Robby Mook identified the red flags after the campaign conducted research on Jose Villarreal, a lobbyist with Akin Gump who served as deputy campaign manager on Bill Clinton’s 1992 campaign and helped raise money for Hillary’s 2008 campaign.

“I want to wait to formally consider Jose until we have our framing research done, but I worry this vet is death by a few too many cuts,” Mook wrote in a Jan. 12, 2015 email to John Podesta, who would become Clinton’s campaign chairman.

The email was hacked from Podesta’s Gmail account and released on Sunday by WikiLeaks. (RELATED: Campaign Manager Says ‘Clinton Had Little Consideration For Ethics’)

“Again, I don’t want to reach any conclusions until we have a framework within which to decide what truly threatens her brand, but I see numerous flags here (if it was just one of these things, I wouldn’t be as worried).”

Mook was mostly concerned with research on Villarreal’s work at the State Department.
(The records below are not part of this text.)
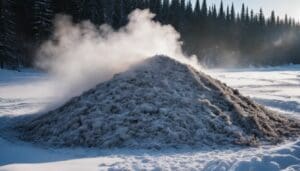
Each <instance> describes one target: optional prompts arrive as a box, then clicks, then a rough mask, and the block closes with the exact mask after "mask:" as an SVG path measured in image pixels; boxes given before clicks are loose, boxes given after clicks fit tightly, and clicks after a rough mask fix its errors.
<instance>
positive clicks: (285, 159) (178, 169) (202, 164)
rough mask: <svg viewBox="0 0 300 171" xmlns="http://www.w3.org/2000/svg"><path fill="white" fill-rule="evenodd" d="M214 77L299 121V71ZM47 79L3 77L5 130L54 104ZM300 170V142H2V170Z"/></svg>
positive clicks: (266, 71)
mask: <svg viewBox="0 0 300 171" xmlns="http://www.w3.org/2000/svg"><path fill="white" fill-rule="evenodd" d="M207 72H209V74H211V75H213V76H214V77H216V78H218V79H220V80H222V81H224V82H225V83H227V84H228V85H229V86H232V87H234V88H238V89H239V90H240V91H241V93H242V94H244V95H247V96H250V97H252V98H253V99H255V100H257V102H259V103H262V104H265V105H267V106H268V107H270V108H272V109H276V110H279V111H283V112H285V113H286V114H292V115H295V116H300V115H299V114H300V111H299V110H300V107H299V105H300V86H299V85H300V66H298V65H292V66H283V67H273V68H272V67H270V68H260V69H257V68H253V69H234V70H228V69H227V70H221V69H219V70H210V71H207ZM48 90H49V81H48V79H47V75H45V74H42V73H38V72H34V71H30V70H25V71H23V72H13V71H6V70H1V71H0V115H1V116H2V118H1V119H0V123H1V126H3V125H5V124H7V123H8V122H7V120H9V118H7V117H4V116H11V115H25V114H32V113H36V112H38V111H40V110H44V109H45V108H48V106H49V104H50V103H51V101H52V100H53V99H54V97H52V94H51V92H50V93H49V91H48ZM26 169H27V170H124V169H128V170H143V169H146V170H283V169H285V170H300V141H295V142H286V143H284V144H282V145H278V146H262V147H259V148H247V149H237V148H235V149H226V150H220V149H216V150H213V151H206V150H201V151H199V150H196V149H185V150H184V149H182V150H174V149H169V150H163V151H154V150H129V149H128V150H125V149H124V150H98V149H80V148H77V149H45V148H42V147H37V146H34V145H32V144H29V143H24V142H20V141H13V140H6V139H5V138H1V139H0V170H26Z"/></svg>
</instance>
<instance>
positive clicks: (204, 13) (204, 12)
mask: <svg viewBox="0 0 300 171" xmlns="http://www.w3.org/2000/svg"><path fill="white" fill-rule="evenodd" d="M201 12H202V16H204V17H206V16H207V3H206V0H203V2H202V7H201Z"/></svg>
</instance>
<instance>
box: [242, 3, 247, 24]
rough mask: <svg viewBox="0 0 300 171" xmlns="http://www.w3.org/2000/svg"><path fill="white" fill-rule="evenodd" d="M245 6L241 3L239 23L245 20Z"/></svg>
mask: <svg viewBox="0 0 300 171" xmlns="http://www.w3.org/2000/svg"><path fill="white" fill-rule="evenodd" d="M245 13H246V12H245V4H244V3H243V5H242V9H241V21H242V22H244V21H245V20H246V14H245Z"/></svg>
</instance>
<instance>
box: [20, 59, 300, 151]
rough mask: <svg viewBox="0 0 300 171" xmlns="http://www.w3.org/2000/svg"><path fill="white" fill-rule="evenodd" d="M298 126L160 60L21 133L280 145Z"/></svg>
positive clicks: (225, 87)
In June 2009, Hillary Clinton created a special fundraising position for Villarreal in which he helped raise $61 million from corporations to finance the U.S. exhibition at the 2010 World Expo, held in Shanghai.

Several of Villarreal’s clients at Akin Gump contributed to the effort, which Clinton later touted as one of the crowning achievements of her State Department tenure. Boeing and Dow Chemical, two Villarreal clients at Akin Gump, gave to the expo.

Emails released by the State Department show that some Shanghai Expo donors were granted access to Clinton. A Sept. 22, 2009 email shows that the CEOs of Honeywell and Blackstone Group, which gave to the expo, met with Clinton and demanded special favors to help their companies. The Washington Post also detailed favors that Boeing received after its contributions to the expo.

Mook followed up with a March 11, 2015 email to Podesta detailing his concerns about Villarreal.

“So, not to be a complete pain in the ass, but I found a potential flag about Jose Villarreal,” Mook wrote, noting that after re-reading the self-research documents “it looks like he’s snared up in the conflict of interest stuff at State.”

Mook wrote that the conflicts were “not the WORST thing in the world, but there’s a real argument here that he was at the nexus of foundation/state issues.”

“Mostly trumped up, but I’d question if we want him as an officer.”

Despite those concerns, Villarreal was named Clinton’s campaign treasurer. The position is disclosed on Villarreal’s biography on the Akin Gump website.

Mook’s emails to Podesta also reveal that the Clinton campaign worried that the candidate had ethical issues related to the Shanghai expo.

“When soliciting contributions, Clinton had little consideration for ethics, as the corporations who were featured in Shanghai also contributed to her foundation and received accolades from the State Department,” reads part of the research document that Mook cited to Podesta.

Among the concerns were that the expo’s biggest corporate donors “received favorable treatment from the State Department,” according to the document cited by Mook.